In the most recent chapter of his crusade against all things unhealthy, New York City Mayor Michael Bloomberg has pointed to the design of buildings as a major contributor to this American plague of obesity. At a recent press conference, Bloomberg stated that “Buildings are often designed in a way to minimize physical activity,” and described his own commitment to using the stairs as much as possible. Asking for a paradigm shift, he has referred to a new way of thinking, coined as “active design,” in an executive order.

As architects, we are legally required to design buildings to code, and licensed under the provision that we will create spaces that put the occupants’ health, safety, and welfare as the utmost priority. It would seem, as Mayor Bloomberg has pointed out, that this is inherently counterproductive. The enclosed stairs and high-speed elevators that are meant to save lives in a fire do, in fact, allow for those same occupants to become incredibly lazy. I mean, why take the stairs when there’s a perfectly good elevator?

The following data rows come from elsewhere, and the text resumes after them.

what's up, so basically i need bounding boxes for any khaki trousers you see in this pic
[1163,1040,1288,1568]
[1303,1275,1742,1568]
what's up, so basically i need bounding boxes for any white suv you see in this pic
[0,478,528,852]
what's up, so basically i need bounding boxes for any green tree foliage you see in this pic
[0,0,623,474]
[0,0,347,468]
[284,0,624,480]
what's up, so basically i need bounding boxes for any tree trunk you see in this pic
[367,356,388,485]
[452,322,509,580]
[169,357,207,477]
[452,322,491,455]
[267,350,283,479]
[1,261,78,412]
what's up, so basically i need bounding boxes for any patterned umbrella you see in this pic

At KSS, we sometimes face a similar challenge in the design of multi-story buildings, especially in the K-12 market. While required by code and necessary to make a building accessible to all, elevators are not often used as circulation routes in a school. After all, it is rather difficult to put an entire class of students into an elevator as they travel up to the science lab or down to the gymnasium. For that reason, we’ve had to embrace those stairs as the main component of travel between floors. We cannot simply disguise this element in the back of the building, hoping it will disappear behind exit signs – it must be carefully thought out and designed to serve as both emergency egress and functional circulation.

This, in fact, is the approach that Bloomberg is inviting. It would require some modification of the existing code, but that is exactly what has been proposed. We’ve also faced similar challenges in the design of high-rise residential, which more closely parallels the efforts of the Mayor. Especially in an urban setting, the distance between the building entry and the tenants’ destination can be hundreds of feet, without any reason to stop or pause along the way. In a recent Newark project, public amenities are located at various points within the building, to break up the expanse of floors and encourage circulation by way of stairs in lieu of the elevator. Whether or not we agree, we are all becoming more focused, more zoomed-in on the efforts of a sustainable lifestyle. Much as the automobile faced a loud backlash in walkable communities, the elevator has been similarly categorized as an enabler of poor design. Walkable buildings, as it were, seem to be an expanding trend. At least, so the Mayor tells us.